Sujet : Re: Unicode in strings
De : mitchalsup (at) *nospam* aol.com (MitchAlsup1)
Groupes : comp.archDate : 14. May 2024, 18:43:43
Autres entêtes
Organisation : Rocksolid Light
Message-ID : <6124140226e28fd4afec0b435bdbeca1@www.novabbs.org>
References : 1 2 3 4 5 6 7 8 9 10 11
User-Agent : Rocksolid Light
Anton Ertl wrote:
Thomas Koenig <tkoenig@netcologne.de> writes:
E.g., consider the following Gforth code (others can tell you how to
do it in Python):
"Ko\u0308nig" cr type
The output is:
König
That is, the second character consists of two Unicode code points, the
"o" and the "\u0308" (Combining Diaeresis).
(I think that somewhere along the way from the Forth system to the
xterm through copying and pasting into Emacs the second character has
become precomposed, but that's probably just as well, so you can see
what I see).
If I replace the third code point with an e, I get "Koenig". So by
overwriting one code point, I insert a character into the string.

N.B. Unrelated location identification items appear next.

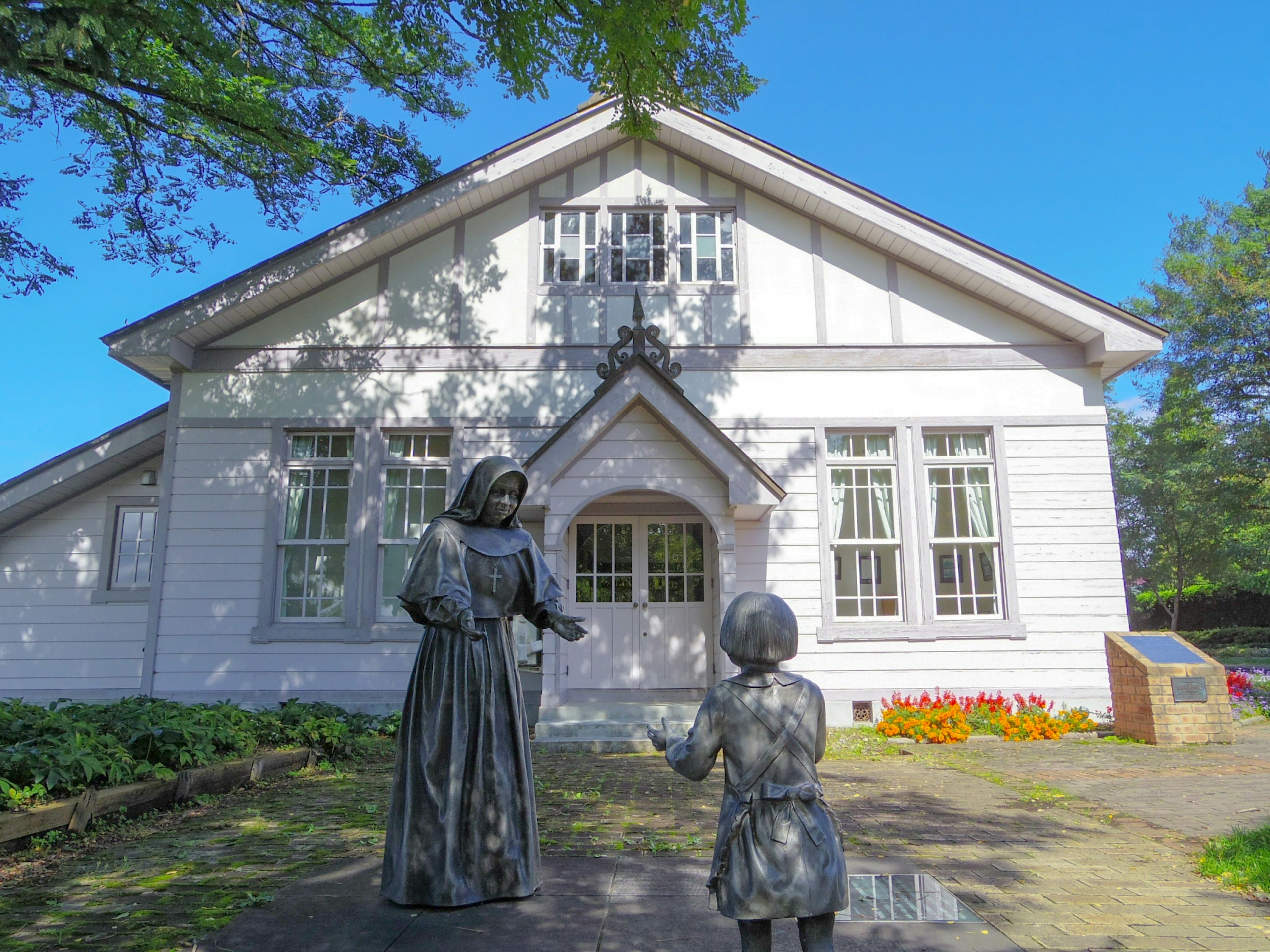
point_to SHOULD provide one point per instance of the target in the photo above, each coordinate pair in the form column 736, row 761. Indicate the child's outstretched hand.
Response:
column 659, row 735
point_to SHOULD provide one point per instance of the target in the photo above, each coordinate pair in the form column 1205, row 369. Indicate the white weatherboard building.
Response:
column 895, row 428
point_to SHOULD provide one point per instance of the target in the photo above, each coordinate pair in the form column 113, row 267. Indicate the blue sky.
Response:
column 1061, row 134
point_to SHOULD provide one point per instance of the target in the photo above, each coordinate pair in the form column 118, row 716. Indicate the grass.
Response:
column 1253, row 655
column 163, row 881
column 1241, row 860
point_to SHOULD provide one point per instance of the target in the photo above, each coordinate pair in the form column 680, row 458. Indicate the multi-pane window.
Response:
column 134, row 547
column 966, row 544
column 605, row 563
column 414, row 492
column 637, row 244
column 570, row 248
column 706, row 247
column 864, row 532
column 316, row 525
column 676, row 562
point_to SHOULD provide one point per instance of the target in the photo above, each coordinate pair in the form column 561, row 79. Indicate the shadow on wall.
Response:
column 396, row 374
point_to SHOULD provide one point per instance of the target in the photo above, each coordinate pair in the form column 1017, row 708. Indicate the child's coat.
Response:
column 779, row 852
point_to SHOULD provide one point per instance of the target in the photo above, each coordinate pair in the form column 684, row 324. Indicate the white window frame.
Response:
column 590, row 247
column 920, row 622
column 614, row 247
column 878, row 553
column 967, row 579
column 412, row 464
column 689, row 242
column 106, row 591
column 328, row 464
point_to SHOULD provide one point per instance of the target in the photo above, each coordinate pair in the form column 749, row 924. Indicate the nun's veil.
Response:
column 476, row 491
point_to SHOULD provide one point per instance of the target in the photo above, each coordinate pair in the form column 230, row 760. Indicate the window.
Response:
column 134, row 547
column 316, row 526
column 706, row 247
column 864, row 535
column 605, row 563
column 966, row 545
column 570, row 248
column 416, row 474
column 676, row 562
column 638, row 246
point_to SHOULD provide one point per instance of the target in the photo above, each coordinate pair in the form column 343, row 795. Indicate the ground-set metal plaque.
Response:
column 1163, row 649
column 1191, row 691
column 906, row 898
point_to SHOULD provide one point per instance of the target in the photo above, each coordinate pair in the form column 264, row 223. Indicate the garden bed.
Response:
column 945, row 718
column 75, row 814
column 69, row 747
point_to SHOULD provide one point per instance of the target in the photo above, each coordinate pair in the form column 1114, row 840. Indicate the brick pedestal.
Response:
column 1143, row 697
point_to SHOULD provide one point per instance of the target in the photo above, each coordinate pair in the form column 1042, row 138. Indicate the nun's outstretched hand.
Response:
column 567, row 626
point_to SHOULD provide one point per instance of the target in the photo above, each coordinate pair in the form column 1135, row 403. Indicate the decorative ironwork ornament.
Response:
column 646, row 342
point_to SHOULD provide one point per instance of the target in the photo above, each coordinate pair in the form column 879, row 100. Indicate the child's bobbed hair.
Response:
column 759, row 629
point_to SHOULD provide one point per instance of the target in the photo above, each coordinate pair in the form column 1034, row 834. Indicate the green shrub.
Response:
column 1229, row 638
column 69, row 746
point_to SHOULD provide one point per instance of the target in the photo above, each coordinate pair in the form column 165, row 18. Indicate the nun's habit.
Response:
column 461, row 824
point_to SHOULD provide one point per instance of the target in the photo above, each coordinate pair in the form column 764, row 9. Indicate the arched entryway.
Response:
column 642, row 567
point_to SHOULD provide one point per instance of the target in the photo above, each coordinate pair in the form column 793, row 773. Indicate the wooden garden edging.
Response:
column 77, row 813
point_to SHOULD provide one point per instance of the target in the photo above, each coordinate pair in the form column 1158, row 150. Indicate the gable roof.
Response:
column 83, row 468
column 167, row 339
column 638, row 381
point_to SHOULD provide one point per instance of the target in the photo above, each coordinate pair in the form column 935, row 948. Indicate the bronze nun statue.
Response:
column 779, row 852
column 463, row 824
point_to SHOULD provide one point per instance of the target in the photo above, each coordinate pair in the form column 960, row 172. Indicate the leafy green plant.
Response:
column 65, row 747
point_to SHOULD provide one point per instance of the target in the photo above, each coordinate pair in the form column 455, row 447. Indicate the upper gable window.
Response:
column 708, row 247
column 966, row 542
column 638, row 247
column 570, row 253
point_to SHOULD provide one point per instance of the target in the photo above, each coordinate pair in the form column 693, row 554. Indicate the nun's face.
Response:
column 505, row 496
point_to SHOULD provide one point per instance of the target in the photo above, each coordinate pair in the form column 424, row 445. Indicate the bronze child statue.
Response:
column 779, row 852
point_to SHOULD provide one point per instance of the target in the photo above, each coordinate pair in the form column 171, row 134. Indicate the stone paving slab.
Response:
column 1047, row 876
column 594, row 904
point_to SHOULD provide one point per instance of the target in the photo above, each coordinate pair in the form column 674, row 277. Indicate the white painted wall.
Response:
column 1058, row 479
column 496, row 273
column 54, row 642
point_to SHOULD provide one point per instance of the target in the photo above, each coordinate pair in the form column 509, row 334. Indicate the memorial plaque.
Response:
column 1191, row 691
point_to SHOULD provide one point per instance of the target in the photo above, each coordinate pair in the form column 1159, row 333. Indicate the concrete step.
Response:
column 608, row 728
column 604, row 730
column 627, row 713
column 594, row 746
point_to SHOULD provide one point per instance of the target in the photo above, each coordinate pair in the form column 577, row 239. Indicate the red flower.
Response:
column 1238, row 683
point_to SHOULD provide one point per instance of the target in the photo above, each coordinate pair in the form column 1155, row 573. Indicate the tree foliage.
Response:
column 1194, row 480
column 1213, row 296
column 1182, row 503
column 171, row 98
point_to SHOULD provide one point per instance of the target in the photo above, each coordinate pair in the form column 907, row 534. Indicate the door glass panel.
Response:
column 676, row 562
column 604, row 563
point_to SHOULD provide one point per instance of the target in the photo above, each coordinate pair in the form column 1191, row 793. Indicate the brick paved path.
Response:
column 1047, row 875
column 1199, row 791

If instead I replace the second code point with a "\u0316" (Combining
Grave Accent Below):
"K\u0316\u0308nig" cr type
I get this (which looks as expected in my xterm, but not in Emacs)
K̖̈nig
The first character is now a K with a diaresis above and an accent
grave below and there are now a total of 4 characters, but still 6
code points in the string; the second character has been deleted by
this code-point replacement.
It seems to me (in my vast ignorance) that names for things should be
written in the most appropriate set of characters in the language of
the person/thing being named.
Then when such a name is "sent out to be displayed" that it is a property
of the display what character set(s) it can properly emit, and thereby
alter the string of characters as appropriate to its capabilities.
For example:: Take > "K\u0316\u0308nig" cr type ==> K̖̈nig
When displayed on a ASCII only line printer it would be written Koenig
When displayed on a enhanced ASCII printer it would be written König
When displayed on a full functional printer it would be written K̖̈nig
The problem is the mapping function between how it should be encoded
in its own native language to what can be expressed on a particular device.
Only the display device needs to understand this mapping and NOT the program/software/device holding the string.
I think people in Japan should be able to use printf by using プリントフ
There is way to much "english" in the way computers are being used.
It is similar to Anthropomorphizing animal behavior.